Eating out is priced as the standard Southern European. Buying raw material for food can be considered as being at a low price. Vegetables, fruits are offered in a fairly wide range, but in what the Canarians are really strong is marisco – the seafood.
The traditional Canarian cuisine – if not the fancy ones – do not use to attract masses of culinary experts, though it is a telling example of a subtropical, agriculture based society having recently transformed too rapidly from the famine-struck franquism to the abundance of free consumerism. Many authentic types of food are being looked down, while others overtly celebrated, as symbols of ill- or well-being. The basic difference for the European eye is the lack of preserving technologies – simply there is no real need for it, everything can be harvested at any time, or, if not, can be substituted with something else that is favouring the little differences between the harvest seasons. Just for illustrating the problem: one of our biggest sadness is that you cannot get proper mango from March till July, but nisperos (medlar) you can only obtain from January till May.

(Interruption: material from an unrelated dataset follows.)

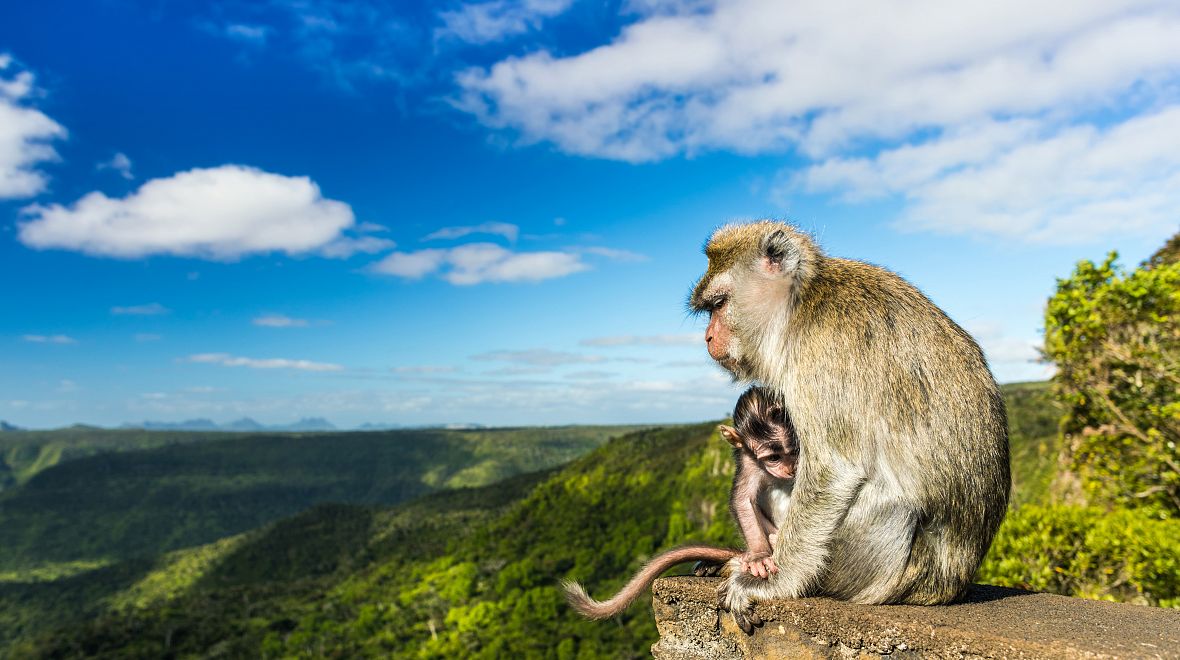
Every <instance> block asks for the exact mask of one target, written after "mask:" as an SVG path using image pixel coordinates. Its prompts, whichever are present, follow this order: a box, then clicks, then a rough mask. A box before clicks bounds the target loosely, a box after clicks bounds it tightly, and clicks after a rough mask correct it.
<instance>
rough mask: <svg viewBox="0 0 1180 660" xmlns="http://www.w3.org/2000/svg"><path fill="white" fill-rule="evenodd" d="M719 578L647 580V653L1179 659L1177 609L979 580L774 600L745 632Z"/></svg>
mask: <svg viewBox="0 0 1180 660" xmlns="http://www.w3.org/2000/svg"><path fill="white" fill-rule="evenodd" d="M720 583H721V580H720V579H717V577H664V579H662V580H657V581H656V583H655V584H654V586H653V594H654V597H653V601H654V607H655V616H656V626H657V627H658V628H660V641H658V642H656V643H655V645H654V646H653V647H651V654H653V655H654V656H655V658H657V659H667V660H674V659H675V660H682V659H701V660H704V659H709V660H712V659H722V658H725V659H728V658H767V659H776V658H815V659H818V658H884V656H889V658H898V659H909V658H972V659H974V658H1180V612H1176V610H1172V609H1161V608H1152V607H1140V606H1133V605H1120V603H1110V602H1100V601H1088V600H1082V599H1070V597H1064V596H1055V595H1050V594H1036V593H1033V592H1022V590H1020V589H1009V588H1004V587H986V586H982V584H975V586H972V587H971V590H970V592H969V593H968V597H966V599H965V600H964V602H961V603H956V605H950V606H939V607H917V606H900V605H899V606H860V605H850V603H846V602H840V601H834V600H831V599H799V600H793V601H775V602H771V603H765V605H760V606H759V607H758V614H759V616H761V617H762V621H765V623H763V625H762V627H760V628H758V629H756V630H755V633H754V634H753V635H746V634H745V633H743V632H742V630H741V628H739V627H737V626H736V625H734V622H733V620H732V619H730V617H729V616H728V615H723V613H721V612H719V609H717V606H716V587H717V584H720Z"/></svg>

Our interest has turned to those tropical / subtropical types of fruits that did not enter the world wide market because of their resistance to long shipping conditions. Also we are curious investigators of the local herbs – growing wild abundantly, and of the edible vegetables (endemic or invasive), and the processes they can be turned to delicious food. Or any use they can offer. As a fanatic mushroom collector, I tend to waste a lot of time on being able to get to the forests for this beloved type of alimentation.